In the Matter of an Order permitting access to the records in the adoption of ROBERT R.B.

Family Court, Schoharie County.

June 25, 1990.

    Helmer, Johnson & Misiaszek (Grant E. Johnson, of counsel), Utica, for petitioners.

    DAN LAMONT, Judge.

    Petitioners-claiming that they are the natural parents of the above-named adoptive child (born October 8, 1968)-make application for an Order directing that the sealed records of the adoption proceeding be opened and that they be furnished with a certificed copy of the Order of Adoption.

    The petitioners indicate that the adoptive child was born out-of-wedlock; that petitioners are the natural parents of such child; and that petitioners thereafter married and had another son born December 20, 1983.  The petitioners state that they desire to obtain information as to the adoptive identity and location of Robert R.B. "so that he may be aware of the existence of his natural brother, * * * and also for the purpose of including said Robert R.B. as a benificiary of their estate."

    Domestic Relations Law § 114 provides in applicable part as follows:

    "No person, including the attorney for the adoptive parents shall disclose the surname of the child directly or indirectly to the adoptive parents except upon order of the court.  No person shall be allowed access to such sealed records [558 N.Y.S.2d 473, 474] and order and any index thereof except upon an order of a judge or surrogate of the court in which the order was made or a justice of the supreme court.  No order for disclosure or access and inspection shall be granted except on good cause shown and on due notice to the adoptive parents and to such additional persons as the court may direct." (emphasis supplied)
    The Court of Appeals has held that the purposes of the sealing requirement are to shield the child from possibly disturbing facts concerning the child's birth or background and parentage; to prevent the natural parents from locating the child and interfering with the relationship between the child and the adoptive parents; and to protect the identity and privacy of the natural parents (Matter of Linda F.M., 52 N.Y.2d 236, 239, 437 N.Y.S.2d 283, 418 N.E.2d 1302 [1981]).
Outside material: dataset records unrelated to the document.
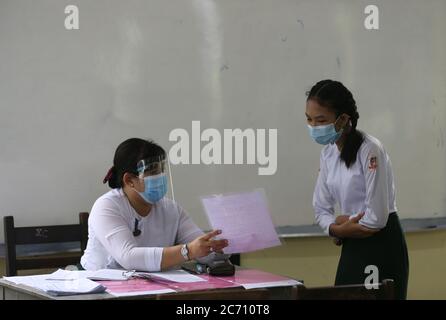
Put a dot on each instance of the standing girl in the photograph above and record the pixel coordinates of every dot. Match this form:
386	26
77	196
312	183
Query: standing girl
355	173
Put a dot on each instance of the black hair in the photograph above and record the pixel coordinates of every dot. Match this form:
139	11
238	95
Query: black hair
127	156
334	95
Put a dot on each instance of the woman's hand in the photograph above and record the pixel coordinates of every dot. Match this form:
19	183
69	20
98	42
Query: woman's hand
204	245
341	219
352	229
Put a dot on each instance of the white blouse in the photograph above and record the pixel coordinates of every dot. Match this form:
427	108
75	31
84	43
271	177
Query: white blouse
367	186
111	243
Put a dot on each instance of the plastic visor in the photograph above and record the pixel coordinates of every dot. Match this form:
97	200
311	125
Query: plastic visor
155	166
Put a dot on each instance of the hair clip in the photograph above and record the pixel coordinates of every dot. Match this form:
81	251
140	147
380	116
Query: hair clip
108	175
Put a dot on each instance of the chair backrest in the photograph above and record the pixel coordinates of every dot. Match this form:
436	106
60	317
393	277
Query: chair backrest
385	291
43	235
227	294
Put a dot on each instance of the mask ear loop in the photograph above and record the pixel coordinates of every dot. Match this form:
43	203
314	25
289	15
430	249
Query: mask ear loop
170	178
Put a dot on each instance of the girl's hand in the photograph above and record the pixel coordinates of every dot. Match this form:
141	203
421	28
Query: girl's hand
204	245
352	229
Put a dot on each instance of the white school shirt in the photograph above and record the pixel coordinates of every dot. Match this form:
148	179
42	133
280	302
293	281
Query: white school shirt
111	243
367	186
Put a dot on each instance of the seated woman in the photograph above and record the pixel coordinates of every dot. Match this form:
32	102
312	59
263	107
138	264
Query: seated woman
134	226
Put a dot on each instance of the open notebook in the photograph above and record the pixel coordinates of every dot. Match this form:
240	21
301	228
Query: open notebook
116	275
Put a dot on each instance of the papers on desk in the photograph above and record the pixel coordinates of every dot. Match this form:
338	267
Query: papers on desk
122	275
63	282
58	287
244	220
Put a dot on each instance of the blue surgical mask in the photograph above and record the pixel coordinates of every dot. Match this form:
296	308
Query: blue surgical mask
155	188
324	134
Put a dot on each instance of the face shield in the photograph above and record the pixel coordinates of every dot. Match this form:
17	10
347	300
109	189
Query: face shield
156	176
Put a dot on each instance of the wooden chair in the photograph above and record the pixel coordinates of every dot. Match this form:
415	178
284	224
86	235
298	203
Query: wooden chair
385	291
222	294
43	235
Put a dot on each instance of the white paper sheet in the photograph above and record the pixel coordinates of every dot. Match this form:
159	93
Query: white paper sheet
119	275
58	287
244	219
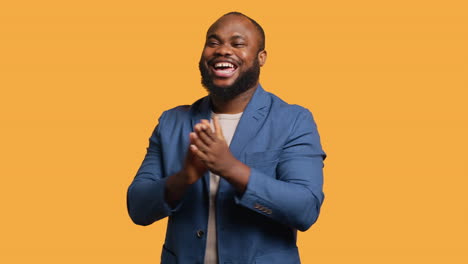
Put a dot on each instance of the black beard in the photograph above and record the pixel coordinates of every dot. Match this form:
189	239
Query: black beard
244	82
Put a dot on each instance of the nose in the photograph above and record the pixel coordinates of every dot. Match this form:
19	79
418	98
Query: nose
223	50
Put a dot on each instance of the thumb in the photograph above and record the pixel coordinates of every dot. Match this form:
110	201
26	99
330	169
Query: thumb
218	129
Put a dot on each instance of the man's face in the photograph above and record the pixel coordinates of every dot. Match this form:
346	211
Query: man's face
231	60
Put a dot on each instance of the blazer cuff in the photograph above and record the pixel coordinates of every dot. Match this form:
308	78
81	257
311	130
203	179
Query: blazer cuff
251	199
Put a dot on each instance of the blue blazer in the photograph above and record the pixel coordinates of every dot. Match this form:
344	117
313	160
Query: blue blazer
281	145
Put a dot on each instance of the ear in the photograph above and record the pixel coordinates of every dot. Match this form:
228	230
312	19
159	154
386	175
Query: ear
262	57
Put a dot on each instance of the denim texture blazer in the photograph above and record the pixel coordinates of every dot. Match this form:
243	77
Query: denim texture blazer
281	145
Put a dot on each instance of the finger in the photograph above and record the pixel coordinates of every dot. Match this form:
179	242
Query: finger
195	140
208	128
203	135
218	130
196	151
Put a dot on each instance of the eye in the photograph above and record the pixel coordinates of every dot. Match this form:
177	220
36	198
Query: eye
239	45
212	43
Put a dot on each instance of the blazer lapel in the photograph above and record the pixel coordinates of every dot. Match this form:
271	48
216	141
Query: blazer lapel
252	119
202	110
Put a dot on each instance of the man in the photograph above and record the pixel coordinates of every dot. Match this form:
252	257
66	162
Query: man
237	172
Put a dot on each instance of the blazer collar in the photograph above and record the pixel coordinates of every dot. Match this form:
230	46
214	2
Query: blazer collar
254	109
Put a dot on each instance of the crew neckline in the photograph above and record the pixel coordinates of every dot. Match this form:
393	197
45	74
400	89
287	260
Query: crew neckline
227	116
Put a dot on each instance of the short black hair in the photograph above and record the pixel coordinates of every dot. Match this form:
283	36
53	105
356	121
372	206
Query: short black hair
257	26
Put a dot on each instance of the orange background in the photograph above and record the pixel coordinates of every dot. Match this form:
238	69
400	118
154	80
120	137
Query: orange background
83	83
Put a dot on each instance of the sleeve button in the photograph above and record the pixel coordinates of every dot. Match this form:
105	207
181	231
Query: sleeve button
200	233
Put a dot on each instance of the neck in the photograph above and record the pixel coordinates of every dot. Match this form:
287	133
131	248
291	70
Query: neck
232	106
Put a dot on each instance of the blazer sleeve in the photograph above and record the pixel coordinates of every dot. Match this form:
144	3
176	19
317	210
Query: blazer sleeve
145	196
295	195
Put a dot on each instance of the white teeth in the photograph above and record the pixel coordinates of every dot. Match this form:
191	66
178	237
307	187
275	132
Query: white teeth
224	65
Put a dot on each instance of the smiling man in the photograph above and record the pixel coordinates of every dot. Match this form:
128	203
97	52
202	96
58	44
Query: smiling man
239	171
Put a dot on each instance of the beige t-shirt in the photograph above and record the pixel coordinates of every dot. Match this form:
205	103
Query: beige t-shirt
228	123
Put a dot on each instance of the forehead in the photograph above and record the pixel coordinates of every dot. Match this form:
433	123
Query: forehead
234	25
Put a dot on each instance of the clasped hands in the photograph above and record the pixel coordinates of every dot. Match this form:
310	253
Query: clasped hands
209	151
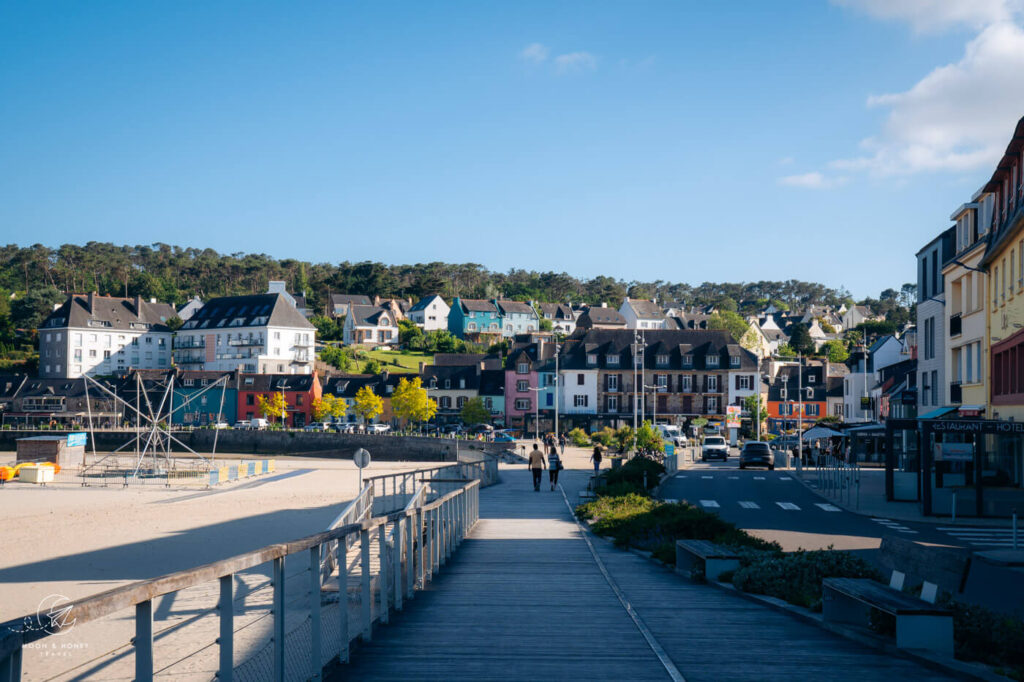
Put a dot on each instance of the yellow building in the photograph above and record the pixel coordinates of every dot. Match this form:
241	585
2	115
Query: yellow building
1005	262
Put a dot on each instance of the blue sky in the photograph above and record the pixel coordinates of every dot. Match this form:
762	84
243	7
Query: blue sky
679	140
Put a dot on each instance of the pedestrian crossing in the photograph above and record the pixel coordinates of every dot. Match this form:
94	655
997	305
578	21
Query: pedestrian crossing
981	537
894	525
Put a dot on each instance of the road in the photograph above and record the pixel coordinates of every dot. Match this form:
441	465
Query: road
775	506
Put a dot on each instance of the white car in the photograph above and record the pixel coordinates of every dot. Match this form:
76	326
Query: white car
715	446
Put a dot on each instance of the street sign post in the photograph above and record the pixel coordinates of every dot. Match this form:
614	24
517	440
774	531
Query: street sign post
361	460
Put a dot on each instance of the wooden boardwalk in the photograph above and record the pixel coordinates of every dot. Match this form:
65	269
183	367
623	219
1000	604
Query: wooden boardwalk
523	599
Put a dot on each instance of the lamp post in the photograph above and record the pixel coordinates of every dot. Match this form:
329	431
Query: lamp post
537	412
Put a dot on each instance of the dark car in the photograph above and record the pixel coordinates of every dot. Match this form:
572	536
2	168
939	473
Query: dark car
757	453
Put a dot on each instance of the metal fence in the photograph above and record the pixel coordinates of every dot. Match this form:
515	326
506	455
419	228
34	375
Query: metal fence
272	613
839	478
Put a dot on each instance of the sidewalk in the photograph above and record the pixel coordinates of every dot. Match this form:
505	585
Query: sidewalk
524	598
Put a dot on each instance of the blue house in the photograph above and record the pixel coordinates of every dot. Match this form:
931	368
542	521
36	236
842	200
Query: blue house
197	400
471	318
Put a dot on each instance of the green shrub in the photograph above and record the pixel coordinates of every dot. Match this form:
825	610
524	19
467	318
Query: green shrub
797	577
633	473
639	521
579	437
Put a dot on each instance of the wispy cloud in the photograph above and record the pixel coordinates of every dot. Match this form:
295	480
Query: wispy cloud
573	61
812	180
535	52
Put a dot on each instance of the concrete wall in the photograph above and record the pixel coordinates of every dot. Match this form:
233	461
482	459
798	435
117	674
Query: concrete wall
342	445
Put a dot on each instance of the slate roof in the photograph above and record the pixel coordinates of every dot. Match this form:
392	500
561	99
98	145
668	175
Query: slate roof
370	315
114	312
509	307
255	310
477	305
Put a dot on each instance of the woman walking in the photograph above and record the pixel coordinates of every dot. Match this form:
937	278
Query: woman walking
554	466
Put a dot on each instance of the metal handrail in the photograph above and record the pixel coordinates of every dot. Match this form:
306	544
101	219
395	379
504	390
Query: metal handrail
432	529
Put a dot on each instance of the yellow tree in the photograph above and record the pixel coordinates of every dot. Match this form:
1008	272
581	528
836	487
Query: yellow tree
411	402
272	406
368	405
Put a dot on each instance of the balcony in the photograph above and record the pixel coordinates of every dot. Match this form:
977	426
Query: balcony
955	325
955	392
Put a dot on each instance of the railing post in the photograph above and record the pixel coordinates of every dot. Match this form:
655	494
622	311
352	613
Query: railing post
382	572
367	601
279	619
143	640
314	611
225	672
397	545
420	542
342	553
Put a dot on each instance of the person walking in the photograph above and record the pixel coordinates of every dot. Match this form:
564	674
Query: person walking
596	459
537	466
554	466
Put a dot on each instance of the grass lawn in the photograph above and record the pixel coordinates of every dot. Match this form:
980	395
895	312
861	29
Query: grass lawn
397	363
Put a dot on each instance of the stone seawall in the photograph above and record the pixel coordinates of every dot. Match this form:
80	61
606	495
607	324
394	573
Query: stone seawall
341	445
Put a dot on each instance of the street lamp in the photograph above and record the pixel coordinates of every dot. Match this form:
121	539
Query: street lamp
537	412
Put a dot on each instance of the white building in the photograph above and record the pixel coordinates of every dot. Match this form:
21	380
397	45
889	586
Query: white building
641	313
104	335
262	334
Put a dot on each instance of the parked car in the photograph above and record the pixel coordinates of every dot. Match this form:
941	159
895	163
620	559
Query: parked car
715	446
757	453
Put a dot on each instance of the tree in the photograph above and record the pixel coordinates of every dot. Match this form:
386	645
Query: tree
368	405
800	339
411	402
475	412
272	406
730	322
836	351
648	438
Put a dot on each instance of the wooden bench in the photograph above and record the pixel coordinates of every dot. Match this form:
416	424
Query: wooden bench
919	624
692	555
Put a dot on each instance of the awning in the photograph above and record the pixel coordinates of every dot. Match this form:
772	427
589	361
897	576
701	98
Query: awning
935	414
818	432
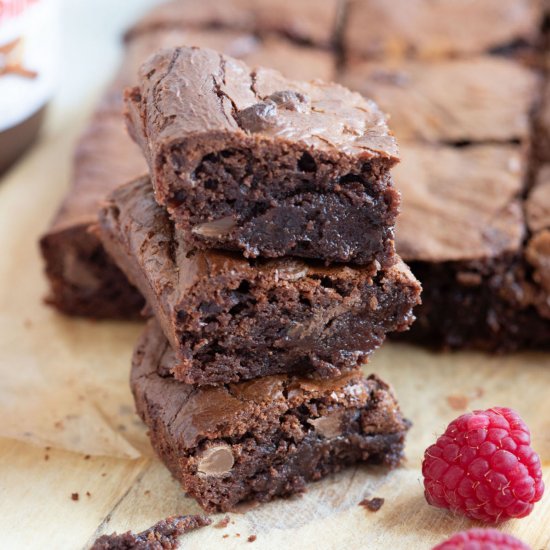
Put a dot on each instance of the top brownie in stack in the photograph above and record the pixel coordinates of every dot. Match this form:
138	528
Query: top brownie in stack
249	160
83	279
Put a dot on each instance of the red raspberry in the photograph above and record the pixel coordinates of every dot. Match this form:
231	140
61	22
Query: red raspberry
482	539
483	467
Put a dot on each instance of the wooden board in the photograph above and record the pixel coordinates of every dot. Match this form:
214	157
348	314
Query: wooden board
64	385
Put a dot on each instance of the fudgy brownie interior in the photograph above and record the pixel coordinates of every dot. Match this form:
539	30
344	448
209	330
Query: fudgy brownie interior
266	438
229	318
247	160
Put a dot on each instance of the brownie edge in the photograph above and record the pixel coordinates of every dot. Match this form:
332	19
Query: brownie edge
262	439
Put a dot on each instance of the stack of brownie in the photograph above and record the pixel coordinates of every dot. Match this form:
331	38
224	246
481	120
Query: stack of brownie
262	241
462	82
294	37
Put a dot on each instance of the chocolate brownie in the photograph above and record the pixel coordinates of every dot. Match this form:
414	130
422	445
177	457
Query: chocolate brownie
542	124
247	160
303	21
262	439
537	248
273	51
230	318
83	279
452	101
428	29
462	232
162	536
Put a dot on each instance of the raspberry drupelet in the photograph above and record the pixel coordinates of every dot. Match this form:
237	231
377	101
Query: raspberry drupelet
482	539
484	467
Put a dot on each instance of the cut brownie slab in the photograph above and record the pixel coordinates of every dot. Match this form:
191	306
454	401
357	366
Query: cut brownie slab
247	160
83	279
424	28
303	21
452	101
262	439
462	232
229	318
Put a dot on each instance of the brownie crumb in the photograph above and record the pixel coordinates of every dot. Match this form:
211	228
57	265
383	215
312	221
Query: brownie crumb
372	504
161	536
457	402
224	522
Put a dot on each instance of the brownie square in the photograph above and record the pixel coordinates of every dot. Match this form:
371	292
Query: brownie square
262	439
428	29
83	279
303	21
229	318
248	160
451	101
462	232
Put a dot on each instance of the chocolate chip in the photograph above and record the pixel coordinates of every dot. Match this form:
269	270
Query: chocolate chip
372	504
290	100
258	117
216	460
328	426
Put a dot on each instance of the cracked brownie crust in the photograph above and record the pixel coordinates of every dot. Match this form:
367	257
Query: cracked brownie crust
446	28
83	279
229	318
248	160
258	440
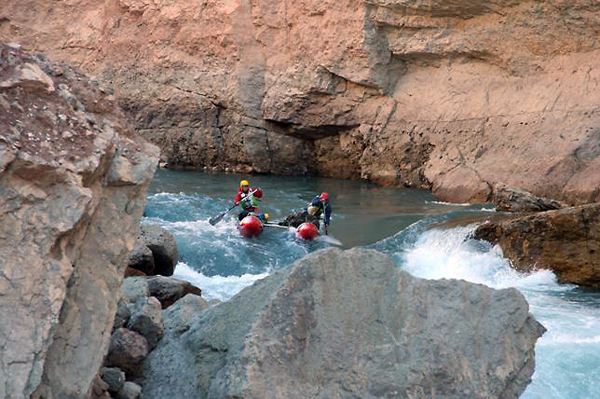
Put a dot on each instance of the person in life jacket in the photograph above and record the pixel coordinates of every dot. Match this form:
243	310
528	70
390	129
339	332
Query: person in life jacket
320	209
317	209
248	198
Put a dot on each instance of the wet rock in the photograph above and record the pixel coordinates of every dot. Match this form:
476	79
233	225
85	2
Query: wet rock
351	324
114	379
514	199
566	241
178	317
130	390
127	351
65	257
163	247
123	314
142	259
168	290
147	320
134	288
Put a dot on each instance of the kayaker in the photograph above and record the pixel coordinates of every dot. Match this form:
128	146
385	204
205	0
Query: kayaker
248	198
318	208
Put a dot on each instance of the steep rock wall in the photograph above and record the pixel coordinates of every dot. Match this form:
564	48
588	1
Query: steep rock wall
453	96
72	191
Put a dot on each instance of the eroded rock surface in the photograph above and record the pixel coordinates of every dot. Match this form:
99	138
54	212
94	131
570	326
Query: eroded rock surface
349	324
452	96
72	190
566	241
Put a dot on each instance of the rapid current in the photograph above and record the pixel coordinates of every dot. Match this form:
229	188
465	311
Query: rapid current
427	238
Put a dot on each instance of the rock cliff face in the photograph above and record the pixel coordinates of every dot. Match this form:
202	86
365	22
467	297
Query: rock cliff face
449	95
349	325
566	241
72	191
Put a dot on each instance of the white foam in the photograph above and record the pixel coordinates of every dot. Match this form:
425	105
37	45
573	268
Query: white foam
216	287
450	254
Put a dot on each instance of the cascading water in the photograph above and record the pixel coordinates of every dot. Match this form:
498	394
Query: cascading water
403	223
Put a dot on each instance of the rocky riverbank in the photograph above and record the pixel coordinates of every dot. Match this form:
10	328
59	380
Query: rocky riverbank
451	96
73	181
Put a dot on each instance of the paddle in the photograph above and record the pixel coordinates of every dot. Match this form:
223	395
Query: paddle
276	225
216	219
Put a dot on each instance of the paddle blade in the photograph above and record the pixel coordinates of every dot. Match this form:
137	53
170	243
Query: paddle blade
216	219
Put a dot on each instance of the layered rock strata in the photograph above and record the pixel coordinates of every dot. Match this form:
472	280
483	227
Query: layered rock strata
452	96
349	324
566	241
72	190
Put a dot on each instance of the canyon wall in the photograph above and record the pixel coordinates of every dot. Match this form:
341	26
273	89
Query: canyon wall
449	95
73	183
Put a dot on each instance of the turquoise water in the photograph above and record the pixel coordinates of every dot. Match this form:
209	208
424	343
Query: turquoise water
404	223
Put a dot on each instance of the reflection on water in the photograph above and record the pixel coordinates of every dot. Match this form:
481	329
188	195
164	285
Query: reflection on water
429	239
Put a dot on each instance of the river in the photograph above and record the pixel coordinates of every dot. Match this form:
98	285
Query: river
427	238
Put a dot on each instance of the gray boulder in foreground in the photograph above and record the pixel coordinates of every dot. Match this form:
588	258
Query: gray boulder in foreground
351	324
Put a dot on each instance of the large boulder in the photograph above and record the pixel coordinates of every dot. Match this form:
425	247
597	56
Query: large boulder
169	290
69	169
350	324
514	199
566	241
155	251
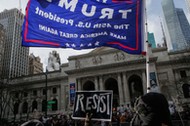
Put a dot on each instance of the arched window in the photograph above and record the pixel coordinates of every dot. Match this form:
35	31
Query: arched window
89	85
44	106
25	107
54	106
34	105
16	105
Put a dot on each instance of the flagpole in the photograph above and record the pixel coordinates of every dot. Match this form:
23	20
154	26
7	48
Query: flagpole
147	50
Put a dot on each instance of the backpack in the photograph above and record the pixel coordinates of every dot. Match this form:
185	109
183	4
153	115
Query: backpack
151	109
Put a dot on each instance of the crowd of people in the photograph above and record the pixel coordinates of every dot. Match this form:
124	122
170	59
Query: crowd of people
122	114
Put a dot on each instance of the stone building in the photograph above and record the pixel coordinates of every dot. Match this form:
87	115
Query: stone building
101	69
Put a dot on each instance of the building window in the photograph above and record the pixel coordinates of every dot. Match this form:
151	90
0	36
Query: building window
16	95
54	90
34	93
25	94
16	106
34	105
44	106
54	106
44	92
183	74
25	107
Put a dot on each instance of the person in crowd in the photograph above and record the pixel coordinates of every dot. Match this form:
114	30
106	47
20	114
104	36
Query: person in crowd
151	109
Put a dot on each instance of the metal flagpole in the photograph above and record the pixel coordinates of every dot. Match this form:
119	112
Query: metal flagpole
147	49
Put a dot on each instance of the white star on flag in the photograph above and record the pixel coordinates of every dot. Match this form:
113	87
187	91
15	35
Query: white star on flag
97	43
90	44
49	1
81	45
73	45
67	45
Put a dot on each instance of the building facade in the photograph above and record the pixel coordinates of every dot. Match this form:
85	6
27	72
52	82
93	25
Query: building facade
101	69
15	61
2	42
35	65
175	20
151	40
188	5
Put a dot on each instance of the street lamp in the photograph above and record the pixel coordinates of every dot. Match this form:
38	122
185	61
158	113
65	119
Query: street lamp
46	92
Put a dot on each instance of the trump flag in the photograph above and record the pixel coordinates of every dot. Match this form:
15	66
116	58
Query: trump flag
85	24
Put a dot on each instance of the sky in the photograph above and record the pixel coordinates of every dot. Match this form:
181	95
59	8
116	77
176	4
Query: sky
154	14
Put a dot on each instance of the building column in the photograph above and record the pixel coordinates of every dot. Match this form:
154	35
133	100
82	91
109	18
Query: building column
63	97
126	89
144	82
120	89
79	85
59	98
96	83
101	83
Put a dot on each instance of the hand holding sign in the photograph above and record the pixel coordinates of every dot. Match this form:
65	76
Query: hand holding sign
97	103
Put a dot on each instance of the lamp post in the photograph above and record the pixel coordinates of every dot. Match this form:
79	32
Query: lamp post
46	92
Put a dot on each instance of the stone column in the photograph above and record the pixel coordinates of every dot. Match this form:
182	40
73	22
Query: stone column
96	83
126	89
101	83
120	86
63	97
79	86
144	82
59	98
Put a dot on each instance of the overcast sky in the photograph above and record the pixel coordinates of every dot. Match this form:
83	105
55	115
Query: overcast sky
154	11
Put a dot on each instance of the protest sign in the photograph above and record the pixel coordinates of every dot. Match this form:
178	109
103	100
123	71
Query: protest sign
85	24
97	103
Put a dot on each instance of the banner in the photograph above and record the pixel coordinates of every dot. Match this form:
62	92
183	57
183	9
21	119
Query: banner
72	94
85	24
97	103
    In 1983, the legislature amended the Public Health Law by creating an adoption information registry, but contained in the statute were carefully constructed safeguards limiting the disclosure of identities only upon the registered consents of the adoptive parents, natural parents, and adoptive child (see Public Health Law § 4138-b).  Thus the legislature has provided an administrative procedure for disclosure if all interested parties either consent or are deceased.

    Domestic Relations Law § 114 expresses a strong public policy of this State to protect the confidentiality of adoption proceedings (see Matter of Estate of Walker, 64 N.Y.2d 354, 486 N.Y.S.2d 899, 476 N.E.2d 298 [1985]).  The adoptive child, the adoptive parents, and the natural parents all have an interest in preserving and protecting such confidentiality.

    This Court holds and determines that the moving papers fail to show sufficient good cause to require this Court to unseal the records and to provide notice of this application to the adoptive child and the adoptive parents.  "Good cause" admits of no universal, black-letter definition, but depends upon the facts of each particular case; however, notice to the adoptive child and adoptive parents need not be given absent a showing of good cause or entitlement (see Matter of Linda F.M., supra, 52 N.Y.2d at pp. 240, 241, 437 N.Y.S.2d 283, 418 N.E.2d 1302).

    Accordingly, this Court holds and determines based upon the provisions of Domestic Relations Law § 114 and applicable case law relative thereto that the within application should be and the same hereby is denied in all respects.